Tata Communications has risen to an extent that it no more deserves the valuation it is trading at, while MTNL appears inexpensive but no visibility on potential re-rating and hence Goldman sachs has initiated coverage on the stock with a SELL Call. Aditionally, their weaker competitive positioning in the Indian telco space and Tata’s not coming with a blue print to merge Telecom operations is a cause of concern.
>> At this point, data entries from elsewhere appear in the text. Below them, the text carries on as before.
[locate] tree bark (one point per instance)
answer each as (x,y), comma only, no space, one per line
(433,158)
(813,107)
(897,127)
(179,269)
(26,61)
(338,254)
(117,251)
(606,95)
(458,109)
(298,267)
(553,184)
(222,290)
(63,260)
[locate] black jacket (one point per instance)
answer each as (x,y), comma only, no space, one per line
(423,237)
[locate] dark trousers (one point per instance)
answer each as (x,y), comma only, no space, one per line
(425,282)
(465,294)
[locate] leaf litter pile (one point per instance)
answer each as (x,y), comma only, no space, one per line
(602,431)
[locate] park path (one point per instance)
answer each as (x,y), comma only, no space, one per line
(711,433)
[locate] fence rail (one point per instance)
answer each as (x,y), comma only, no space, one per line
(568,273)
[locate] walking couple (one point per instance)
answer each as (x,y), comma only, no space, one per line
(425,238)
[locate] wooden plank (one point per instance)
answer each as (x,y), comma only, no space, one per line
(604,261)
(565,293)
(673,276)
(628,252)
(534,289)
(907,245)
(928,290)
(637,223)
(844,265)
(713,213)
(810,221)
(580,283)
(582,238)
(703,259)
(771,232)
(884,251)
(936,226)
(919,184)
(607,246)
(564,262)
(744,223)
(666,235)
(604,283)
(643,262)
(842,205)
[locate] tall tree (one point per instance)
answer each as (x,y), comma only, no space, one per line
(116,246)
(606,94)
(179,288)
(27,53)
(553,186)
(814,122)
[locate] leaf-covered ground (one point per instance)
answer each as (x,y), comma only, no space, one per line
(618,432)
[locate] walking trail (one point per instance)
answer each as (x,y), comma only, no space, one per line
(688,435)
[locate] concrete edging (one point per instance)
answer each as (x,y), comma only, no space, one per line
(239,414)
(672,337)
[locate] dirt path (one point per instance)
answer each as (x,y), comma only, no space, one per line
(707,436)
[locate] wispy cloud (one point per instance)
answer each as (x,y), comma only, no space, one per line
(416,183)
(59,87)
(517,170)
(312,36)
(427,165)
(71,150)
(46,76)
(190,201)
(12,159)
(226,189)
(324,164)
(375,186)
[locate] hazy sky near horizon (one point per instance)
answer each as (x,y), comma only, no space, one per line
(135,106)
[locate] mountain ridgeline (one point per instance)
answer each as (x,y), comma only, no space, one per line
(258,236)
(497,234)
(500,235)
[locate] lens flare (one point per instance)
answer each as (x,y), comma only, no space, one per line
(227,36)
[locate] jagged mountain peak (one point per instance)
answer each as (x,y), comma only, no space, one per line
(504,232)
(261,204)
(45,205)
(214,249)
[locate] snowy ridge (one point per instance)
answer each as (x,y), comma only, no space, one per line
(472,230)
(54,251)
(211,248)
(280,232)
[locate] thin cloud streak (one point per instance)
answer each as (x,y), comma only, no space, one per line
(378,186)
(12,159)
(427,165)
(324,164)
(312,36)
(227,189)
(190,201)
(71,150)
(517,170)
Both the companies are ill-prepared to tackle the overbidding risks related to the upcoming 3G/BWA license auction.
Strong revenue/EBITDA growth; but largely factored in by consensus: We expect TCOM’s revenues / EBITDA to grow at 8%/24% CAGR from FY2009-FY2012E, given faster uptake of data/internet services and an increasing mix of data products.
Goldman sees downside risk to consensus net profit estimates for FY2010-FY2011 from higher net interest expense (due to increase in debt needed to fund capex and service roll-out) and higher D&A (from a potential BWA license win).
IN SOTP valuation the core business is merely valued at Rs 103 while investments and holdings add 192 / share taking the Valuation to Rs 295 which is also Goldman’s Target Price with a SELL rating.
MTNL’s wireline and wireless revenues to decrease at a CAGR of 11% and 8%, respectively, from FY2009-FY2012E, given continued F2M substitution, weaker competitive positioning and the impact of intense price competition in the wireless market.
MTNL’s FY10E net cash per share (around Rs80/share) to decline in the coming 6 months given the upfront 3G/BWA license payments (estimated upfront fee payment of Rs20/share).
MTNL is already in Red when it comes to EPS and 12-month target price by using a 10-year DCF-based methodology yields to Rs 70 and hence the SELL rating.